# Favorite Pleco?



## bsmith (Dec 13, 2006)

I will have to start off by saying that my Rhinocerous Plecostomus is my favorite to say and my favorite all around. He doesnt do much and I think thats why I like him!


----------



## gibmaker (Jan 3, 2007)

long fin, high fin albino bristle nose pleco. I would say that a zebra pleco would be my favorite but I have never had one nor will I spend booku bucks to get one.


----------



## rich_one (Oct 31, 2007)

I would also say the zebra would be my favorite I never had, and may never have (with me, you never know... lol...), but my favorite I have is indeed, the albino BN.


----------



## bsmith (Dec 13, 2006)

If you like the regular and long fin you should check out the sterlight briscle nose!!! I have two and they are brilliant lookingm Dark black with white spots.


----------



## Anafranil (Mar 15, 2005)

of course panaque nigrolineatus


----------



## jazzlvr123 (Apr 29, 2007)

the L046 zebra pleco is my favorite!!!


----------



## Iceterran (Jun 15, 2007)

I love my gold nug, but hes so shy =( I think watermelons are my favorite, I also hear thay they're not shy =) Now i just need to find one


----------



## Jessie (Apr 23, 2007)

My Xingu Royal Pleco was my favorite. He was STUNNING.


----------



## JanS (Apr 14, 2004)

Of my own Plecs (and I have a lot of them), my Snowball (Lda33) is my favorite.
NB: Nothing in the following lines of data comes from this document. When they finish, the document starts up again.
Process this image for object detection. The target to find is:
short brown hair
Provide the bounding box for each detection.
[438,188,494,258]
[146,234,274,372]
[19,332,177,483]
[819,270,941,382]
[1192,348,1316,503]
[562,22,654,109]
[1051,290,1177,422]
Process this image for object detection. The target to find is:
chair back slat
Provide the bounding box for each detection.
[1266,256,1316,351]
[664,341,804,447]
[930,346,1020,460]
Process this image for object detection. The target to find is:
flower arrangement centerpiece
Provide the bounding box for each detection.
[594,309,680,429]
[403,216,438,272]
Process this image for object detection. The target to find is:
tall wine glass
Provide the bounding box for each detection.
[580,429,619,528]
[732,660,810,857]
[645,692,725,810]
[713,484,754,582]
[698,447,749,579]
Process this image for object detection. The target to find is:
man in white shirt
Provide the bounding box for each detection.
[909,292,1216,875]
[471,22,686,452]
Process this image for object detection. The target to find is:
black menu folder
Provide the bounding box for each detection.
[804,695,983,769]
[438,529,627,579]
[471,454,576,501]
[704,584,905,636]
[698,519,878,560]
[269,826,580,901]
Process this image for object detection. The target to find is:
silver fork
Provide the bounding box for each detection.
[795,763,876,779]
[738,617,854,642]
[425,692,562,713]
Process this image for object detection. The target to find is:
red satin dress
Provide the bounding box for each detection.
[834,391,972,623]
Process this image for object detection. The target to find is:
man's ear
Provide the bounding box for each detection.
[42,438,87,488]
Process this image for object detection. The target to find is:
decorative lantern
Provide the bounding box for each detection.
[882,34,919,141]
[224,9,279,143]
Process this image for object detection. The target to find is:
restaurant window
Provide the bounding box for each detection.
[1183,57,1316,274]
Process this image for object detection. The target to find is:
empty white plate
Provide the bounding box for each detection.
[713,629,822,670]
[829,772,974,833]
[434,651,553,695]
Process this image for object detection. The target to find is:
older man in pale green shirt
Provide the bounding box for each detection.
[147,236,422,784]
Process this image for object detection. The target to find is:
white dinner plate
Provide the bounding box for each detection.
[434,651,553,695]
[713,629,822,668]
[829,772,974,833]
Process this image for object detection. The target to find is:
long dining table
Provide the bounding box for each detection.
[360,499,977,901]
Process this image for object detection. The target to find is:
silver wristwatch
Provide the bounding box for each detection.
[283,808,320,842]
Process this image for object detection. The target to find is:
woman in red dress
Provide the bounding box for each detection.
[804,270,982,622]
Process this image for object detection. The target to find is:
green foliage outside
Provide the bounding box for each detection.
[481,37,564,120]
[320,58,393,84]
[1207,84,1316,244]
My next favorite is my L134 Peckoltia.


----------



## bsmith (Dec 13, 2006)

I do love the markings and size of the clowns!


----------



## bigstick120 (Mar 8, 2005)

I like any pleco that stays fairly small for use in planted tanks, bristle nose for one.

Zebras are pretty sweet but I have never kept them, nice looking for sure!


----------



## DanD5303 (Oct 12, 2004)

Starlight Bristlenose for sure. I'm not much on long fins or albinos, though I know other folks like them a lot.


----------